Bu soruları Ankara’da yaşayan her vatandaşın kendisine öyle ya da böyle sorduğuna eminim. Düzenlenen birkaç yeşil alana, dağıtılan sıcak çorbalara ve kırsal kalkınma namına sonucu belirsiz teşviklere kanıp kendinizi siyasal kutuplaşmanın bir tarafına ait hissetmeye devam ediyorsanız ayrı tabii. Ben önümüzdeki seçimlerde bununla yetinmemeyi düşünüyorum, yerel seçimler özelinde hayatımda ilk defa.
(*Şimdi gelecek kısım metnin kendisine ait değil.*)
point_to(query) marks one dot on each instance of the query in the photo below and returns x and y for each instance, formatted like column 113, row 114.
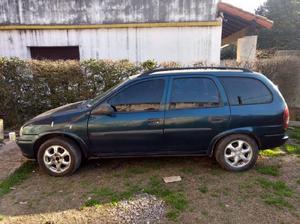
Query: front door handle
column 217, row 119
column 153, row 121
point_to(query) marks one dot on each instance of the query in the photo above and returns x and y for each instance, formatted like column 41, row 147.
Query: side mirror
column 103, row 109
Ben, Ümitköy’deki evimden çıktığımda metroya mümkün olduğu kadar hızlı ulaşmamı dert edinen bir belediye başkanı istiyorum. Metroyla ulaştığım Ankara’nın tarihi merkezi olan Ulus’ta baktığımda keyif veren yapıları izleyerek arkadaşlarımla çay veya kahve içebileceğim bir ortamın tesisiyle ilgilenebilecek bir yerel yönetim arzuluyorum. Tarihi yapıların kent kültürünün ön plana çıkarılması amacıyla yeniden ele alındığı, Ulus Meydanı’ndan kaleye doğru yürüyüş yapmak istediğimde Yahudi Mahallesi’nden mi geçsem yoksa Hisar Parkı’ndan mı çıksam sorusunu kendime sorduğumda güvenlik açısından hiçbir endişe taşımadığım, o gün önünden geçmek istediğim dükkanlara göre kararımı vereceğim bir Ankara hayal ediyorum. Havalimanına zorlanmadan ulaşabildiğim, trafiği baş ağrıtmayan, mümkünse asfaltın altından akan derelerin güneş ışığına kavuşmasıyla dere kenarında yürüyüş yapabileceğim bir Ankara.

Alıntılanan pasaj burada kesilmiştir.